Cerca del final del libro de los Salmos, es conmovedor encontrar esta exclamación de alabanza al Dios del universo. Hemos conocido la realidad de su gracia perdonadora, manifestada en el Hijo de su amor, a quien entregó como el sacrificio perfecto para quitar nuestros pecados. Sin duda, esto acrecienta nuestro asombro ante su grandeza. Ciertamente, Dios ha manifestado su grandeza en todas las obras de la creación. Pero considere cuán inmensa es la grandeza de su amor, expresada en su maravilloso plan de salvación. Él nos ha atraído hacia sí mismo, concediéndonos el gozo indescriptible de conocerlo. Su grandeza está más allá de toda capacidad humana para comprenderla. Verdaderamente es “inescrutable”.
Este salmo expresa el sentir de quienes heredarán las bendiciones del reino milenial. Aunque hoy el mundo no reconozca la grandeza de Dios, en ese día no habrá excusa alguna para ignorarla. Cristo vendrá con poder y majestad para reclamar su legítimo lugar de autoridad. Muchas generaciones vivirán durante ese reino de paz y lo alabarán con alegría.
Sin embargo, no necesitamos esperar hasta entonces para honrarlo.
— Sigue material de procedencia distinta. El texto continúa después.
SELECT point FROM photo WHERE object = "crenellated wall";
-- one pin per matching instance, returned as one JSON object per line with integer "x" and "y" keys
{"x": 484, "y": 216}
Nosotros, que ya hemos conocido al Salvador, tenemos ahora el privilegio de alabarlo y reconocer su autoridad en la práctica. “En la hermosura de la gloria de tu magnificencia, y en tus hechos maravillosos meditaré” (vv. 5-6). Estas palabras nos interpelan personalmente. Alabémoslo por su bondad amorosa y honrémoslo tanto con nuestras palabras como con nuestra manera de vivir.
“Porque de él, y por él, y para él, son todas las cosas. A él sea la gloria por los siglos. Amén” (Ro. 11:36).